Life has been busy. A baby shower with old friends, then a meet up with new friends. Then a Monday where I did nothing I was suppose to. Not bad really. Well, some minor drama, but nothing worth moaning & groaning about...at least not now.
Day 9 - a photo you took since your loss.
I posted this online with the caption, "everyone wave at the crazy lady."
The real caption should have been, "Hi, my baby died 3 weeks ago & all anyone can fucking say to me is how they can't believe how well I"m getting around, which makes no sense since I didn't die, though I kinda wish I did, of course there is still time. Why the hell are we having a cook out? Whose fucking idea was this? Is my zoloft ready yet? Because I need it. Stop looking at me like that. How? You know...like THAT. Like you want to give me some pep talk, but aren't sure where to start. Trust me, you're right, you have no idea where to start. How about this...leave me the fuck alone & stop watching me like I'm a dancing bear. Yes, I just said fuck. Go fuck yourself if you don't like that, I'm damn near 30, married, have kids, & just had a funeral for one of them, I can fucking curse if I want to. Fuck off."

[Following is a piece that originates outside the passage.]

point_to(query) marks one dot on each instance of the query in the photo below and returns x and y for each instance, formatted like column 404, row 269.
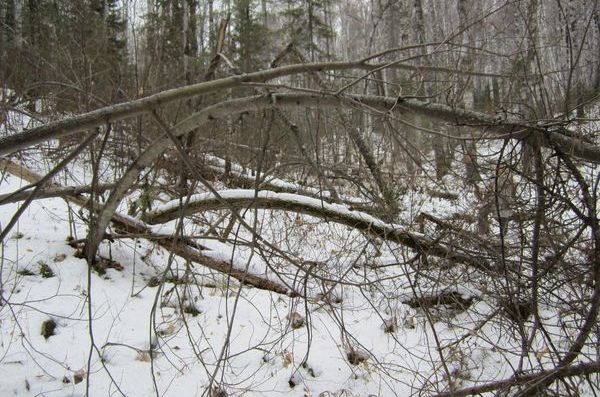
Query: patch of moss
column 48, row 328
column 45, row 270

Sadly, there wasn't enough room for that caption.
Day 10 - a photo taken over 10 years ago of you and how it makes you feel seeing it now.
I'd like to do this, but sadly I don't have access to any of my past. Weird, huh? Not that it would give me some uplifting story, it may just make me want to jump off a bridge again.

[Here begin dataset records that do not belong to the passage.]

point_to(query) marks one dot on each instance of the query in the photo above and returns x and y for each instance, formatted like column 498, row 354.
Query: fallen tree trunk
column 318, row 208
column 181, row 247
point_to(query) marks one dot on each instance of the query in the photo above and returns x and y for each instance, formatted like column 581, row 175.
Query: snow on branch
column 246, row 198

Day 11 - a photo of you recently and how it makes you feel seeing it now.
Blair was a hairy monkey with a heck of a nose. Thankfully, he grew into it. Despite the family bullshit, nothing that day was ruined. So take that people who try to ruin things. :b I also feel weird knowing what a hell of a year it'd been. It was 4 days after the one year mark of Joel's memorial service that The Blair was born. And for the first few weeks, I was waiting on him to die, too. Thankfully, I've gotten over that. And my scar healed quite nicely as well. :D That's something else, as not pro-csection I am, I don't regret that at all. I'm not going to become one of those people who tell people, "a healthy baby is all that matters, who cares how they get here?!" but I know for me, the c-section was a good decision. Of course, a c-section with a living baby following a normal birth with a dead baby, well, it's hard not to improve on that feeling of complete & utter misery.
I also feel like that cross placement in the picture is creepy.
Family pictures with Valarie Decker this week, woohoo! She made Blair look as cute as humanly possible in pictures, so I'm sure I'll come out looking like Hedi Klum. Right, Valarie?! Right!